Early Book Review: In Real Life by Cory Doctorow and Jen Wang

In Real Life by Cory Doctorow and Jen Wang is a young adult graphic novel currently scheduled for release on October 14 2014. Anda loves Coarsegold Online, the massively-multiplayer role playing game that she spends most of her free time on. It's a place where she can be a leader, a fighter, a hero. It's a place where she can meet people from all over the world, and make friends. Gaming is, for Anda, entirely a good thing. Things become more complicated when Anda befriends a gold farmer, a poor Chinese kid whose real life job is acting in game to collect valuable objects to be sold to other players. While against the rules in Coarsegold, but Anda realizes that questions of right and wrong are a lot less straightforward when a real person's real livelihood is at stake. 


In Real Life is a graphic novel that really tackles some tough topics. It tackles the lack of respect women and girls get in gaming, the technicalities of what is right and wrong in game,  how goos some of us have it, how bad other people’s live can be, and how game life and real life can effect each other. Right and wrong is rarely as cut and dry as we would like to believe. There are shades of grey, even in fictional worlds. Anda is a girl that is great with computers and offered a chance to take part in a new game, in an all girl guild. While trying to make a name for herself she has the chance to help eliminate gold farmer, only to see that doing something that removes players breaking the rules is still not always the right thing to do. Taking the time to talk and learn about another gamer brings about great understanding, but also causes trouble that is not easily resolved. The art work was a perfect pairing with the story and dialogue, resulting in a perfect glimpse of how complicated life can be. 

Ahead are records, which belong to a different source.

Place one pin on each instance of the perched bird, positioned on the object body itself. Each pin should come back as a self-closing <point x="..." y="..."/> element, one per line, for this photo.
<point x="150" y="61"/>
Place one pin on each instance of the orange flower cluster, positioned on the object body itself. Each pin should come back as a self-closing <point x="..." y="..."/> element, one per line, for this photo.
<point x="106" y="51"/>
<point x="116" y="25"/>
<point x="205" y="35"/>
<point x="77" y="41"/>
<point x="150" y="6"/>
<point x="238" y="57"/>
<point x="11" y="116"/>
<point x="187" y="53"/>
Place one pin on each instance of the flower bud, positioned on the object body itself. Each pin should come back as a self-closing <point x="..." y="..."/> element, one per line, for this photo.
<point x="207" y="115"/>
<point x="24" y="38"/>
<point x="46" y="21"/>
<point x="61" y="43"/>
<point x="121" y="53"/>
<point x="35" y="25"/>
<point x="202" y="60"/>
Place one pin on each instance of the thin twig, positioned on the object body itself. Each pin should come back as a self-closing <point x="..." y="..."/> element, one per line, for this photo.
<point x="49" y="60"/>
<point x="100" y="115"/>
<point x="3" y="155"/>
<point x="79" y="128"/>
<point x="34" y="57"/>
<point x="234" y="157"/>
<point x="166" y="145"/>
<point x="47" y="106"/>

In Real Life is a sensitive, thoughtful look at adolescence, gaming, poverty, and culture-clash. I think every computer savvy reader, and every gamer, will get something remarkable from this book. Readers that are neither internet or game savvy should still give this graphic novel a chance, it does a good job of explaining why some people love gaming so much as well as how complex the ties of the internet and economy are.